Abstract:Egocentric human video data, which captures rich human-environment interactions and can be collected at scale, has become a key driver of embodied intelligence research. However, existing egocentric datasets typically lack tactile sensing, a critical modality that provides direct cues about contact, force, and pressure in human-object interaction. Without such signals, models struggle to learn physically grounded representations of real-world interaction dynamics. While tactile sensors provide these cues, deploying high-quality tactile hardware at scale remains expensive and cumbersome. This raises a central question: can tactile feedback be inferred directly from visual observations, enabling scalable tactile supervision for egocentric video data and supporting physically grounded embodied learning? To enable research in this direction, we introduce EgoTouch, a large-scale multi-view egocentric dataset with dense tactile supervision for bimanual hand-object interaction. EgoTouch comprises 208 manipulation tasks spanning 1,891 episodes in diverse indoor and outdoor environments, with synchronized multi-view RGB (head-mounted egocentric and dual wrist-mounted cameras), bimanual 3D hand pose, and continuous pressure maps from wearable tactile sensors.
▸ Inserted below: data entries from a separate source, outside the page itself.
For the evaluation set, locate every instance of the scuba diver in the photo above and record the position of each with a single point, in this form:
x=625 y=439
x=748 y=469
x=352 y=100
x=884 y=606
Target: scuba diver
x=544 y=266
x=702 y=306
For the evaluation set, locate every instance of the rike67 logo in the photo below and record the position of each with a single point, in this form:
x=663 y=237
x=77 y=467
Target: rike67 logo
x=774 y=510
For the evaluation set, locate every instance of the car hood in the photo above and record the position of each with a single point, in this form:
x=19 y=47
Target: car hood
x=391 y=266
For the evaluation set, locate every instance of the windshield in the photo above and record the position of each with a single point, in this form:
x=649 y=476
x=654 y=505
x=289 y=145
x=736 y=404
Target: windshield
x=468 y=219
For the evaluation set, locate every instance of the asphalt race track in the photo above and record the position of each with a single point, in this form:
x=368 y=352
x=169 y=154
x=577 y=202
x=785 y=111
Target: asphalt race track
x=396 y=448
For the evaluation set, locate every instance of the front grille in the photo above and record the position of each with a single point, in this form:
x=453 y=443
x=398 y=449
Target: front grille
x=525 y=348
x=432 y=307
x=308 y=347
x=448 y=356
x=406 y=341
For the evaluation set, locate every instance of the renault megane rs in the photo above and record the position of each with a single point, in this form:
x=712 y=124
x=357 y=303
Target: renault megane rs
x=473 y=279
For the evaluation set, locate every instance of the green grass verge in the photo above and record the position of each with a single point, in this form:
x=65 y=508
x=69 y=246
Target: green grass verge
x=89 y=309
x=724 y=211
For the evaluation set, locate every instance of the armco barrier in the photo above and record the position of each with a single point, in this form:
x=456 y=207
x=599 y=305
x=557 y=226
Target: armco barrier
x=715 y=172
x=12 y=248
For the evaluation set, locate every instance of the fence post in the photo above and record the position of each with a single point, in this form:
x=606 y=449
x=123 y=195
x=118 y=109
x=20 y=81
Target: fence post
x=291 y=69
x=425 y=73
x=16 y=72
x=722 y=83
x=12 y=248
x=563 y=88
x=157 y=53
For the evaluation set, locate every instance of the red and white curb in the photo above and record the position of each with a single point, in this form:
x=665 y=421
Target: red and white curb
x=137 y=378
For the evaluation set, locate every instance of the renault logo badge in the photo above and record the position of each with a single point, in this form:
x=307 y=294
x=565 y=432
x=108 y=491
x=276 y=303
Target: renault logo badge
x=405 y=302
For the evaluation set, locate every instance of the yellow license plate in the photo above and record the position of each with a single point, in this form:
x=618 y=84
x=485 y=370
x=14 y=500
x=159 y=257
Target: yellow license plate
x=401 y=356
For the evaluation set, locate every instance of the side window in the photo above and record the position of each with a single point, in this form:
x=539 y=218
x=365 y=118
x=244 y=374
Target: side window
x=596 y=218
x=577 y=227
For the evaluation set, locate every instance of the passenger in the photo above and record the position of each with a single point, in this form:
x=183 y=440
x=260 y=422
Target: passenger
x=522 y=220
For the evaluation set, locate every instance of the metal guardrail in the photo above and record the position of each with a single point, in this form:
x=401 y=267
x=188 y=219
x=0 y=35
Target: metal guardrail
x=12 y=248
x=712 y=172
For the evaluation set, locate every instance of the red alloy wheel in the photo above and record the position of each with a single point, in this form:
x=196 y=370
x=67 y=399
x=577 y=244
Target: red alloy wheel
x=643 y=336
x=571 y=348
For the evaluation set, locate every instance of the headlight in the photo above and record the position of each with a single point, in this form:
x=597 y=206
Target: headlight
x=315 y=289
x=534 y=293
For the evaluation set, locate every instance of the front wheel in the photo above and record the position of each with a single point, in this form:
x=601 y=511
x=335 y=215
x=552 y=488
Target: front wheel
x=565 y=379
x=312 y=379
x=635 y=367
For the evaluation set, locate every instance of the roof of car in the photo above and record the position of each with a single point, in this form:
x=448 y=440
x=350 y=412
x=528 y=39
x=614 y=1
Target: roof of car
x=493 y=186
Building on EgoTouch, we introduce TouchAnything, a baseline multi-view vision-to-touch prediction framework that uses the egocentric view as the primary input and flexibly leverages available wrist-mounted views at inference time. Experiments show that incorporating wrist-mounted views generally improves tactile prediction over egocentric-only input, achieving up to 5.0% relative improvement in Contact IoU and 6.1% relative improvement in Volumetric IoU. We will publicly release the dataset, code, and benchmark.